The Gimlet Eye: The Resilience of Debit

The Gimlet Eye

Many of our readers have doubtless heard dire forecasts for the debit card business. The dreaded Durbin Amendment’s interchange caps and routing restrictions, the thinking goes, will stunt the business by forcing issuers to trim back rewards, charge new fees, and divert resources to credit cards, which (for the time being) remain unregulated.

Let’s get this on the table right off the bat: Debit cards aren’t going to implode because of the Durbin Amendment.  Whether the Federal Reserve’s final rules implementing that misguided law take effect on schedule or not, and whether they resemble the Fed’s December proposal or not, debit cards are going to keep proliferating and clicking up transactions.

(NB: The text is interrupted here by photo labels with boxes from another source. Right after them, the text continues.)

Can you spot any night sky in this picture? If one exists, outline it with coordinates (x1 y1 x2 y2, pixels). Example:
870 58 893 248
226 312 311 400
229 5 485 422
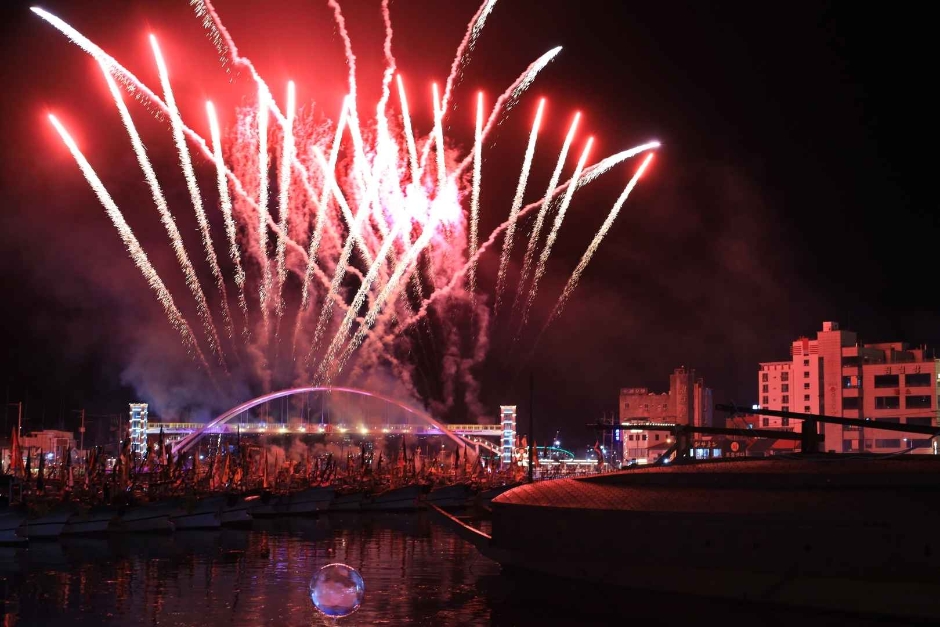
0 0 940 452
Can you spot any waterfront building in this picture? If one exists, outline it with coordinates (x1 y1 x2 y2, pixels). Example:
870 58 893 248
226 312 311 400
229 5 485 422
747 322 940 454
620 366 714 464
499 405 516 468
0 429 76 473
129 403 147 456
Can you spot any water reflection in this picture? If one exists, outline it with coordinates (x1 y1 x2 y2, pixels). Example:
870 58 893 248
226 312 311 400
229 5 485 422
0 514 916 627
0 514 499 627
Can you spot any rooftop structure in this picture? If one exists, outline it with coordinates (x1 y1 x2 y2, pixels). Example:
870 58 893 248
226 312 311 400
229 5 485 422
753 322 940 453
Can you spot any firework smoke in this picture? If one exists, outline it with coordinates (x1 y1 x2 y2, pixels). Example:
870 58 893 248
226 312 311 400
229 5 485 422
34 0 658 422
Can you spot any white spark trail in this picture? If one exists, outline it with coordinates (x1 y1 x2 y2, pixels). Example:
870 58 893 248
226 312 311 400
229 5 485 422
304 147 373 368
536 153 653 334
431 83 447 194
274 81 297 335
317 206 412 378
421 0 496 168
392 141 659 334
318 205 436 382
291 98 348 356
467 92 483 302
150 35 235 372
517 137 594 337
99 62 219 366
206 102 251 340
454 46 561 177
49 115 215 383
256 87 270 334
30 6 309 274
493 98 545 318
512 112 581 322
395 74 421 185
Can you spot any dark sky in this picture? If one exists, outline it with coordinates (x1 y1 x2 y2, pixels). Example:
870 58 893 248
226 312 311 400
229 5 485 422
0 0 940 452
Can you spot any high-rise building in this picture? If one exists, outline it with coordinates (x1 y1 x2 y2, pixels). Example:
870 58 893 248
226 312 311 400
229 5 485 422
756 322 940 453
499 405 516 467
129 403 147 455
620 366 714 463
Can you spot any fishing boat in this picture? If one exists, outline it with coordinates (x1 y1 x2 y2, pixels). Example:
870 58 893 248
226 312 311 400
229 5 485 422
424 483 476 509
222 494 252 527
360 484 424 512
329 490 366 512
16 507 74 540
114 501 178 533
431 454 940 620
0 506 29 546
248 486 334 518
286 486 336 516
170 496 225 531
61 505 120 536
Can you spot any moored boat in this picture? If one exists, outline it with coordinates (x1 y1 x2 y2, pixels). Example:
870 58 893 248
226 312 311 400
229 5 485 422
170 496 225 530
424 483 476 509
62 505 120 536
16 508 74 540
329 490 366 512
474 454 940 620
285 486 336 516
114 501 177 533
361 484 424 512
0 506 29 546
222 494 252 527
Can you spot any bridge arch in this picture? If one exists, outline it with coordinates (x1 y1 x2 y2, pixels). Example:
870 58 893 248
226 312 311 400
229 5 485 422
173 387 479 455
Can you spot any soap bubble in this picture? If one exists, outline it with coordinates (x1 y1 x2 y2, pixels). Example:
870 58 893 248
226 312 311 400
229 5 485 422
310 564 366 618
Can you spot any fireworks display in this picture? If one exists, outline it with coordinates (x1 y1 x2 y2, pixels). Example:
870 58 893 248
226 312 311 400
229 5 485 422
33 0 659 422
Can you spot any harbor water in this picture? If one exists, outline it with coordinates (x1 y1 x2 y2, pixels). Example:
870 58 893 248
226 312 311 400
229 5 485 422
0 512 924 627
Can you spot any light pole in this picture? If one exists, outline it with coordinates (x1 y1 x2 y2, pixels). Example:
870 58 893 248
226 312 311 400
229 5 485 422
72 408 85 452
7 401 23 438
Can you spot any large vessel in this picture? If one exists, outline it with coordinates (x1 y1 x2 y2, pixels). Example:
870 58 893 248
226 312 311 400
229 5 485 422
434 454 940 619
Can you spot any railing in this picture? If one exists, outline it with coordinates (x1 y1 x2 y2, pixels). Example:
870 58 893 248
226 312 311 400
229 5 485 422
588 403 940 465
147 422 502 437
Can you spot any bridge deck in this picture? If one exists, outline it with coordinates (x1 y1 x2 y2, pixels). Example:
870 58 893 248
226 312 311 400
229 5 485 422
147 422 502 437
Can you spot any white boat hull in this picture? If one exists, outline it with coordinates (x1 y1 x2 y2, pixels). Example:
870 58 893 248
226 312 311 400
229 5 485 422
16 512 72 540
248 487 334 518
170 511 222 531
362 486 421 512
170 497 225 531
0 511 28 546
222 497 251 527
62 515 115 536
117 504 176 533
287 487 335 516
329 492 366 512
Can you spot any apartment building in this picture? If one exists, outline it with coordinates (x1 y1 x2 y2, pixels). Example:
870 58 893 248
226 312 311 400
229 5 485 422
620 366 714 463
754 322 940 454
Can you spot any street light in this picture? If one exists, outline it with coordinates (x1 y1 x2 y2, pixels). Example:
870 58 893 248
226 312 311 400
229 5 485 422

We present research done by McKinsey & Co. that forecasts a slowdown—but no meltdown—for debit. Transaction volume, which grew 15% from 2006 to 2009, will still climb 7% in the five years from 2009 to 2014, McKinsey says. And that’s what the research firm calls a “base case” forecast, meaning it assumes Durbin’s draconian interchange caps and routing restrictions take effect as proposed by the Fed and without any of the delays now being contemplated by a contrite Congress.

The chief reason for optimism about debit is that, as the numbers show, people love debit. They want the cards, and they want to use them. The fact remains that few electronic payments products have racked up the kind of growth in this country that PIN and signature debit have enjoyed. McKinsey also figures population growth will lead to more users, and merchants seeking lower rates will try to steer customers to debit using discounts and other incentives (though, as McKinsey researcher David Stewart points out, this will not be easy).

None of this is to say that Durbin and its accompanying regulations are essentially harmless. Far from it. Price controls imposed by government fiat never fail to cause market distortions of a magnitude that nobody—not even the solons in Congress—can predict. As we have said before in this space, merchants may well have a legitimate beef with both credit and debit interchange, but the solution is to adopt and promote market alternatives, not to release a price-control genie that could well haunt the merchants themselves some day.

But there’s such a thing as overreaction, and in predicting disaster for debit cards we think some bankers may have stepped over that line. As McKinsey points out, even with Durbin in place, the underlying consumer DDA business is forecast to generate a $1 billion growth in revenue because of expanding net interest revenue.

Chief among debit’s many virtues, then, may well be its astounding resilience.